Steve Mnuchin's disclosure wobble: Treasury nominee struggles to explain his ethical lapse — and that’s before we get to his boss

How can Treasury nominee Steve Mnuchin keep Donald Trump's conflicts in check if he can't explain his own?

Published January 20, 2017 10:00AM (EST)

Steven Mnuchin (AP/Richard Drew)
Steven Mnuchin (AP/Richard Drew)

Steve Mnuchin, President-elect Donald Trump’s nominee for Treasury secretary, came before the Senate Finance Committee on Thursday to field a series of questions about his background in banking, the many thousands of foreclosures he profited from in the aftermath of the financial crisis and his role as the incoming head of the Treasury Department. It was a rocky interrogation.

Mnuchin was frequently left on the defensive as committee Democrats drilled into his financial holdings and business record. Mnuchin also stepped on his own cause with his fumbling answers on asset disclosure and conflicts of interest — both his own and the president-elect’s.

Shortly before Mnuchin’s hearing was scheduled to begin, news broke that he had failed to disclose his interest in offshore holding companies — and more than $100 million in assets — when filling out his committee questionnaire. Mnuchin updated his forms to reflect those interests and assets, and thus brought on some harsh questioning from Democrats who wanted an explanation for the initial omission.

Mnuchin’s defense basically came down to this: Financial disclosure is hard. “I think, as you can all appreciate, filling out these government forms is quite complicated,” Mnuchin said after Sen. Debbie Stabenow, D-Mich., raised the issue. “The amount of paperwork and filling out the forms, even for me, having experience in business, was quite a job.” Mnuchin went on to explain that he might have erred in trying to get information to the committee too early, and that his lawyer had told him that he didn’t need to disclose certain real estate holdings on the questionnaire. “Any oversight was unintentional,” Mnuchin insisted.

Let’s take Mnuchin at his word and allow that he had simply made a mistake in failing to fully disclose all his assets to the committee. When you have amassed an enormous personal fortune, as Mnuchin has, full accounting and disclosure is no doubt difficult, complicated and painstaking work. The obvious rejoinder to all that is, of course, that running the Treasury Department is also difficult and complicated and requires slogging through a considerable amount of bureaucracy.

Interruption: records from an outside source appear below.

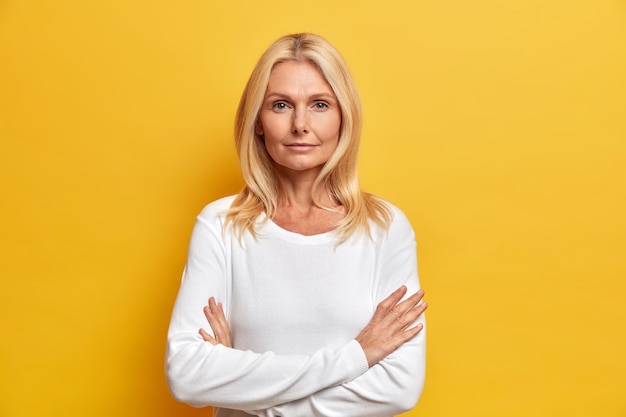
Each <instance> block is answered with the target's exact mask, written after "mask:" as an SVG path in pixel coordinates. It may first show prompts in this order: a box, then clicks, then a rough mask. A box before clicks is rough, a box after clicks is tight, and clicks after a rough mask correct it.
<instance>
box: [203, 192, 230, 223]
mask: <svg viewBox="0 0 626 417" xmlns="http://www.w3.org/2000/svg"><path fill="white" fill-rule="evenodd" d="M235 197H236V196H234V195H230V196H228V197H222V198H220V199H218V200H215V201H212V202H210V203H209V204H207V205H206V206H204V208H203V209H202V210H201V211H200V214H198V217H202V218H206V219H209V218H212V217H216V216H218V217H219V216H222V217H223V216H224V212H225V211H226V210H228V209H229V208H230V206H231V205H232V204H233V201H234V200H235Z"/></svg>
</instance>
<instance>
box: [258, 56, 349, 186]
mask: <svg viewBox="0 0 626 417" xmlns="http://www.w3.org/2000/svg"><path fill="white" fill-rule="evenodd" d="M340 126H341V110H340V108H339V103H338V102H337V97H335V94H334V93H333V90H332V88H331V87H330V85H329V84H328V82H327V81H326V79H325V78H324V77H323V76H322V74H321V72H320V71H319V69H318V68H317V67H316V66H315V65H313V64H311V63H309V62H293V61H287V62H283V63H280V64H278V65H276V66H275V67H274V69H273V70H272V72H271V74H270V79H269V82H268V84H267V91H266V93H265V98H264V100H263V105H262V107H261V111H260V112H259V120H258V123H257V126H256V133H257V134H259V135H264V136H265V147H266V148H267V151H268V153H269V154H270V156H271V157H272V159H273V160H274V162H275V163H276V165H277V168H278V170H279V172H280V173H283V174H286V175H292V174H295V173H296V172H299V173H303V172H311V173H312V174H314V175H317V173H318V172H319V170H320V169H321V167H322V165H323V164H324V163H326V161H328V159H329V158H330V156H331V155H332V154H333V152H334V151H335V149H336V148H337V143H338V142H339V128H340Z"/></svg>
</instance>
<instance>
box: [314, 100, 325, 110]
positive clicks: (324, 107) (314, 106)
mask: <svg viewBox="0 0 626 417" xmlns="http://www.w3.org/2000/svg"><path fill="white" fill-rule="evenodd" d="M313 107H314V108H315V110H326V109H327V108H328V103H326V102H325V101H317V102H315V104H314V105H313Z"/></svg>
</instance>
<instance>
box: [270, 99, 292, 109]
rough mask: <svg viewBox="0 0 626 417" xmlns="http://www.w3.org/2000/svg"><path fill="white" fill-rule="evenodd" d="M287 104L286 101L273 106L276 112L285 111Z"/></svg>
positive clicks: (286, 107)
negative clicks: (282, 110) (275, 110)
mask: <svg viewBox="0 0 626 417" xmlns="http://www.w3.org/2000/svg"><path fill="white" fill-rule="evenodd" d="M287 107H288V106H287V103H285V102H284V101H277V102H276V103H274V104H272V109H274V110H285V109H287Z"/></svg>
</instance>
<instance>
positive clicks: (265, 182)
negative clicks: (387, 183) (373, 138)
mask: <svg viewBox="0 0 626 417" xmlns="http://www.w3.org/2000/svg"><path fill="white" fill-rule="evenodd" d="M285 61H296V62H310V63H312V64H314V65H315V66H317V68H319V70H320V71H321V73H322V75H323V76H324V78H325V79H326V81H327V82H328V84H330V86H331V88H332V89H333V92H334V93H335V96H336V97H337V101H338V102H339V107H340V109H341V127H340V132H339V142H338V145H337V149H336V150H335V152H334V153H333V155H332V156H331V157H330V158H329V160H328V161H327V162H326V164H325V165H324V166H323V168H322V170H321V171H320V173H319V175H318V176H317V178H316V180H315V182H314V185H313V191H312V193H313V196H312V197H313V201H314V202H315V203H316V204H318V206H319V207H322V208H326V207H323V206H322V205H321V204H319V202H318V201H317V200H316V197H317V196H319V195H320V194H319V192H320V191H324V190H328V192H330V193H331V195H332V196H333V198H334V199H335V200H336V201H337V202H338V203H339V204H341V205H342V206H343V208H344V210H345V216H344V218H343V219H342V220H341V221H339V222H338V224H337V226H336V229H335V230H336V231H337V232H338V236H339V241H340V242H341V241H344V240H345V239H347V238H348V237H349V236H350V235H351V234H353V233H354V232H357V231H365V232H366V233H368V234H369V233H370V221H374V223H376V224H378V225H379V226H381V227H383V228H387V227H388V226H389V223H390V222H391V210H390V208H389V207H388V206H387V205H386V204H385V203H384V202H383V201H382V200H381V199H379V198H377V197H375V196H373V195H371V194H368V193H365V192H363V191H361V189H360V187H359V182H358V176H357V156H358V150H359V142H360V138H361V123H362V113H361V101H360V99H359V94H358V92H357V89H356V85H355V83H354V80H353V79H352V76H351V75H350V72H349V70H348V67H347V65H346V63H345V61H344V60H343V58H342V56H341V55H340V54H339V52H338V51H337V50H336V49H335V48H334V47H333V46H332V45H331V44H330V43H329V42H328V41H327V40H325V39H324V38H322V37H320V36H318V35H314V34H310V33H298V34H293V35H286V36H283V37H281V38H279V39H278V40H276V41H275V42H274V43H273V44H272V45H270V47H269V48H268V49H267V50H266V51H265V53H264V54H263V55H262V56H261V58H260V59H259V61H258V62H257V64H256V66H255V67H254V70H253V71H252V74H251V75H250V79H249V80H248V83H247V84H246V87H245V89H244V91H243V94H242V96H241V100H240V102H239V107H238V109H237V115H236V119H235V144H236V147H237V153H238V155H239V161H240V164H241V171H242V174H243V177H244V180H245V182H246V187H245V188H244V189H243V190H242V191H241V192H240V193H239V195H238V196H237V197H236V198H235V200H234V202H233V204H232V205H231V207H230V209H229V210H228V211H227V213H226V222H225V227H226V226H228V225H229V224H231V223H232V226H233V228H234V231H235V234H236V236H238V237H239V238H241V236H242V235H243V233H244V232H246V231H249V232H250V233H252V235H254V236H256V232H255V222H256V220H257V218H258V217H259V215H261V214H263V213H265V215H266V220H269V219H272V218H273V217H274V214H275V213H276V202H277V197H278V178H277V176H276V173H275V168H274V164H273V161H272V158H271V157H270V155H269V154H268V152H267V150H266V148H265V144H264V141H263V138H262V137H261V136H259V135H258V134H256V132H255V127H256V124H257V120H258V115H259V111H260V109H261V106H262V103H263V100H264V97H265V92H266V89H267V85H268V82H269V78H270V73H271V72H272V69H273V68H274V67H275V66H276V65H277V64H279V63H281V62H285ZM327 209H328V208H327Z"/></svg>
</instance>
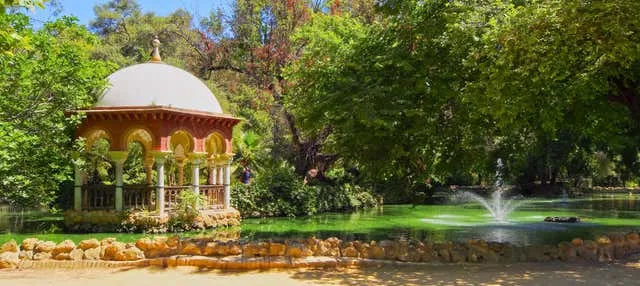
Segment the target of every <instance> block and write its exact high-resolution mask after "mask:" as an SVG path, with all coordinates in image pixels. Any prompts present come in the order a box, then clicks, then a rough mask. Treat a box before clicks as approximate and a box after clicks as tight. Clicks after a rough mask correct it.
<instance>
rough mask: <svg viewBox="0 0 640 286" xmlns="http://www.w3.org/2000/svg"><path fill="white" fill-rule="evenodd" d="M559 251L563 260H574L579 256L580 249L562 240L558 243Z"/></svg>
mask: <svg viewBox="0 0 640 286" xmlns="http://www.w3.org/2000/svg"><path fill="white" fill-rule="evenodd" d="M558 252H559V255H560V260H563V261H574V260H576V259H577V258H578V250H577V248H576V246H575V245H574V244H573V243H570V242H566V241H563V242H560V243H559V244H558Z"/></svg>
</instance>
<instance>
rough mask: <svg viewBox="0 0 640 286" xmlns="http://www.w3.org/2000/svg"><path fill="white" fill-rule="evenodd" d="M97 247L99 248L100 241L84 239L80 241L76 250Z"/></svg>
mask: <svg viewBox="0 0 640 286" xmlns="http://www.w3.org/2000/svg"><path fill="white" fill-rule="evenodd" d="M99 246H100V241H98V240H97V239H95V238H93V239H86V240H83V241H80V243H79V244H78V248H80V249H82V250H87V249H91V248H96V247H99Z"/></svg>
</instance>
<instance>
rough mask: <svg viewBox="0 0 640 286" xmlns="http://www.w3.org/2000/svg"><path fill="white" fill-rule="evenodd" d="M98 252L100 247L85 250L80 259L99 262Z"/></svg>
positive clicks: (99, 259)
mask: <svg viewBox="0 0 640 286" xmlns="http://www.w3.org/2000/svg"><path fill="white" fill-rule="evenodd" d="M100 250H101V249H100V247H94V248H89V249H86V250H85V251H84V253H83V257H82V258H83V259H85V260H100V253H101V251H100Z"/></svg>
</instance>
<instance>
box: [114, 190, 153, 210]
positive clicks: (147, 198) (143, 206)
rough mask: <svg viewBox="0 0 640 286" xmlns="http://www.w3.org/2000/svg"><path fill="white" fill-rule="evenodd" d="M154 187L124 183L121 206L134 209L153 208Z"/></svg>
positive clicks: (135, 209)
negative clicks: (122, 197) (130, 184)
mask: <svg viewBox="0 0 640 286" xmlns="http://www.w3.org/2000/svg"><path fill="white" fill-rule="evenodd" d="M154 190H155V188H154V187H153V186H149V185H124V187H123V202H122V204H123V207H124V208H125V209H135V210H143V209H144V210H154V209H155V202H153V201H152V195H153V194H154Z"/></svg>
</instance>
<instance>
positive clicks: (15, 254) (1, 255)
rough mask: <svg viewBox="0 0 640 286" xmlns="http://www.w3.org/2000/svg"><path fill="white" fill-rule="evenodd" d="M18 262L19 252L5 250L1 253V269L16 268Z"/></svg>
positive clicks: (0, 265)
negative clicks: (18, 254) (13, 251)
mask: <svg viewBox="0 0 640 286" xmlns="http://www.w3.org/2000/svg"><path fill="white" fill-rule="evenodd" d="M14 242H15V241H14ZM18 262H19V259H18V252H11V251H4V252H2V253H0V269H4V268H16V266H17V265H18Z"/></svg>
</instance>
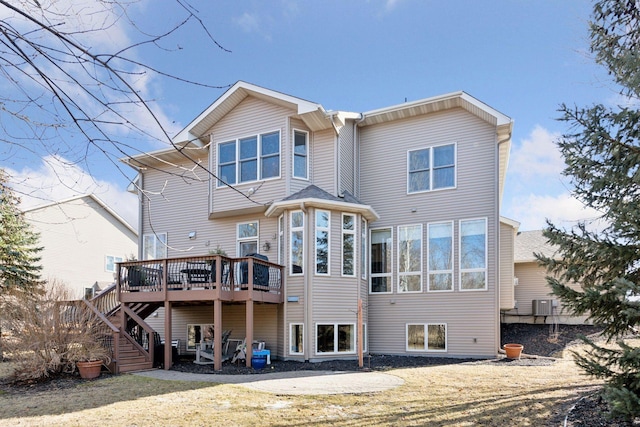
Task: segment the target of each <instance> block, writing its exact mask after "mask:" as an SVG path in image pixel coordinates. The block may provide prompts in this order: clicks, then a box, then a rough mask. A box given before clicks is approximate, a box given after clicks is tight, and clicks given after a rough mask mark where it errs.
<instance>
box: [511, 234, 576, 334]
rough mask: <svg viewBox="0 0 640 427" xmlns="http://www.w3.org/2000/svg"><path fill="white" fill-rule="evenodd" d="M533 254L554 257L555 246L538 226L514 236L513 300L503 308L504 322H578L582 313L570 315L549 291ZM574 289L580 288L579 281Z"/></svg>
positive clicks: (543, 269)
mask: <svg viewBox="0 0 640 427" xmlns="http://www.w3.org/2000/svg"><path fill="white" fill-rule="evenodd" d="M534 254H542V255H544V256H547V257H550V258H554V257H555V256H556V249H555V248H554V247H553V246H552V245H550V244H549V243H548V242H547V238H546V237H544V236H543V235H542V231H541V230H535V231H521V232H517V234H516V236H515V250H514V277H515V286H514V288H513V289H514V303H513V308H512V309H505V310H504V311H503V316H502V317H503V322H506V323H549V324H551V323H562V324H580V323H584V322H585V320H586V317H585V316H571V315H569V314H568V312H567V311H566V310H564V309H563V307H562V304H561V303H560V300H559V299H558V298H557V297H555V296H553V295H551V288H550V287H549V285H548V284H547V279H546V277H547V276H548V273H547V271H546V269H545V268H544V267H542V266H540V265H539V264H538V261H537V259H536V257H535V255H534ZM574 287H575V289H580V287H579V286H578V285H575V286H574Z"/></svg>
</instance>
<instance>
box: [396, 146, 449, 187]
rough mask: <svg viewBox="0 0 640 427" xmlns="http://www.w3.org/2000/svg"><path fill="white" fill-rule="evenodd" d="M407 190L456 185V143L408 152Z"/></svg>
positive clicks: (443, 186)
mask: <svg viewBox="0 0 640 427" xmlns="http://www.w3.org/2000/svg"><path fill="white" fill-rule="evenodd" d="M407 170H408V177H407V192H409V193H418V192H421V191H431V190H439V189H442V188H453V187H455V186H456V145H455V144H448V145H439V146H436V147H429V148H424V149H422V150H414V151H409V152H408V153H407Z"/></svg>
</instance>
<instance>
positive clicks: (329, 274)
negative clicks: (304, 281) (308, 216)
mask: <svg viewBox="0 0 640 427" xmlns="http://www.w3.org/2000/svg"><path fill="white" fill-rule="evenodd" d="M319 212H325V213H327V214H328V221H327V226H326V227H318V213H319ZM314 213H315V215H314V222H313V223H314V228H313V229H314V233H313V237H314V241H313V247H314V249H315V250H314V259H315V264H316V268H315V269H314V274H315V275H316V276H330V275H331V211H327V210H324V209H316V211H315V212H314ZM318 231H326V232H327V272H326V273H318V235H317V233H318Z"/></svg>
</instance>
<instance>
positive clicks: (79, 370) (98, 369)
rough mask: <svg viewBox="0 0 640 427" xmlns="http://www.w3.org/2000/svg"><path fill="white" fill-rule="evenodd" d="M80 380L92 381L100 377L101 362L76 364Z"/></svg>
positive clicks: (92, 360)
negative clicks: (90, 379)
mask: <svg viewBox="0 0 640 427" xmlns="http://www.w3.org/2000/svg"><path fill="white" fill-rule="evenodd" d="M76 366H77V367H78V372H80V378H84V379H93V378H98V377H99V376H100V371H101V370H102V360H92V361H90V362H76Z"/></svg>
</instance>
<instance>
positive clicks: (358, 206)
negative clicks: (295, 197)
mask: <svg viewBox="0 0 640 427" xmlns="http://www.w3.org/2000/svg"><path fill="white" fill-rule="evenodd" d="M301 206H304V207H309V206H311V207H319V208H324V209H334V210H341V211H346V212H357V213H360V214H362V215H364V216H365V218H367V220H368V221H371V222H372V221H376V220H378V219H380V216H379V215H378V214H377V212H376V211H375V210H374V209H373V208H372V207H371V206H369V205H360V204H357V203H348V202H338V201H335V200H326V199H316V198H308V199H296V200H283V201H280V202H275V203H273V204H271V206H269V209H267V210H266V212H265V213H264V216H266V217H273V216H278V215H280V214H281V213H282V212H283V211H284V210H287V209H288V210H293V209H299V208H300V207H301Z"/></svg>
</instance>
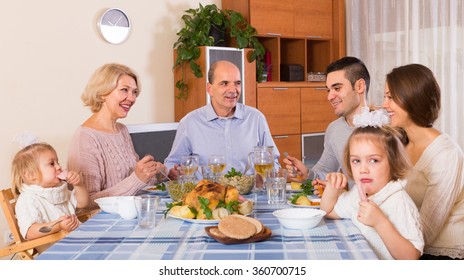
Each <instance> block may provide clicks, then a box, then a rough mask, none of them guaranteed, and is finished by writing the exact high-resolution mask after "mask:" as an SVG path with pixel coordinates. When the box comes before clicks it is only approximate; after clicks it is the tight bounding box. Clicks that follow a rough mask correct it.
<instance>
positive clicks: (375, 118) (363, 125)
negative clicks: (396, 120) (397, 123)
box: [353, 107, 390, 127]
mask: <svg viewBox="0 0 464 280" xmlns="http://www.w3.org/2000/svg"><path fill="white" fill-rule="evenodd" d="M353 124H354V126H355V127H366V126H372V127H381V126H384V125H387V124H390V116H389V115H388V113H387V111H386V110H385V109H377V110H374V111H370V110H369V107H362V108H361V114H356V115H355V116H354V117H353Z"/></svg>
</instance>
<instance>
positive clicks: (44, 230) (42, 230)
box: [39, 221, 61, 233]
mask: <svg viewBox="0 0 464 280" xmlns="http://www.w3.org/2000/svg"><path fill="white" fill-rule="evenodd" d="M59 223H61V221H58V222H56V223H54V224H53V225H51V226H49V227H41V228H39V231H40V232H41V233H48V232H50V231H52V229H53V227H54V226H56V225H57V224H59Z"/></svg>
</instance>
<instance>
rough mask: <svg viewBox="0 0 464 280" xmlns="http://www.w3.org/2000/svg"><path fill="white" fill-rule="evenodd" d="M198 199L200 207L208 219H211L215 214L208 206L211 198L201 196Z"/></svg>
mask: <svg viewBox="0 0 464 280" xmlns="http://www.w3.org/2000/svg"><path fill="white" fill-rule="evenodd" d="M198 201H199V202H200V208H201V209H202V210H203V213H204V214H205V217H206V219H208V220H209V219H211V217H212V216H213V211H211V209H209V207H208V204H209V199H207V198H204V197H201V196H199V197H198Z"/></svg>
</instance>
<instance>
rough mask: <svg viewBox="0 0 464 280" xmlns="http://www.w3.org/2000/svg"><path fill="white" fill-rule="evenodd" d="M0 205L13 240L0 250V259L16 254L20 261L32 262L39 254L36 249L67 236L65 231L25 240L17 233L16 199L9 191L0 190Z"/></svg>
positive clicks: (50, 243) (17, 223)
mask: <svg viewBox="0 0 464 280" xmlns="http://www.w3.org/2000/svg"><path fill="white" fill-rule="evenodd" d="M0 204H1V205H2V209H3V213H4V214H5V218H6V221H7V223H8V226H9V227H10V230H11V235H12V238H13V241H12V242H11V243H9V244H7V246H6V247H4V248H2V249H0V257H5V256H8V255H12V254H18V256H19V258H20V259H21V260H32V259H34V257H35V256H37V255H38V253H39V252H38V251H37V247H39V246H42V245H46V244H51V243H53V242H56V241H58V240H60V239H62V238H63V237H65V236H66V234H67V232H65V231H60V232H56V233H53V234H50V235H46V236H43V237H40V238H36V239H32V240H26V239H24V238H23V237H22V235H21V232H20V231H19V226H18V220H17V219H16V213H15V205H16V197H15V196H14V195H13V192H12V191H11V189H4V190H0Z"/></svg>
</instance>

But that’s just one problem with Mnuchin’s answer. The other problem came up later in the hearing when Sen. Ben Cardin, D-Md., asked the nominee about how, as Treasury secretary, Mnuchin intends to ensure that “no special breaks” are being given to business entities owned by Donald Trump. “How do you, if confirmed, deal with compliance to the Constitution to make sure that a Trump enterprise is not getting a special treatment?” Cardin asked.

Mnuchin first tried to talk up the laughable measures that Trump and his lawyers have put in place that will supposedly separate the new president from his business interests. When it came to Mnuchin's own role in enforcing that separation, his answer boiled down to saying, Trust me. “I can assure you that in my job of Treasury secretary, whatever responsibilities I have to monitor these issues, which are very important, I can assure you that I will do,” Mnuchin said.

So on one hand, Mnuchin is waving away his failures to disclose all necessary information about his assets by arguing that disclosure is extremely complicated and sometimes errors happen. On the other hand, he’s asking us to trust his capability to police the financial interests of the incoming president, who pointedly refuses to fully disclose the full extent of his holdings and also refuses to divest his shares of his businesses. It’s tough to have confidence that Mnuchin is up for that job when he’s also explaining why $100 million of his own assets were left off his initial disclosures to Congress.

In fairness, Mnuchin isn’t fully to blame for this issue. Trump is the one at fault for putting anyone who serves in his administration in the ridiculous position of having to promise that Trump’s refusal to give up his business won’t precipitate a constitutional crisis. But that’s the inescapable reality of serving at the pleasure of this highly unusual president.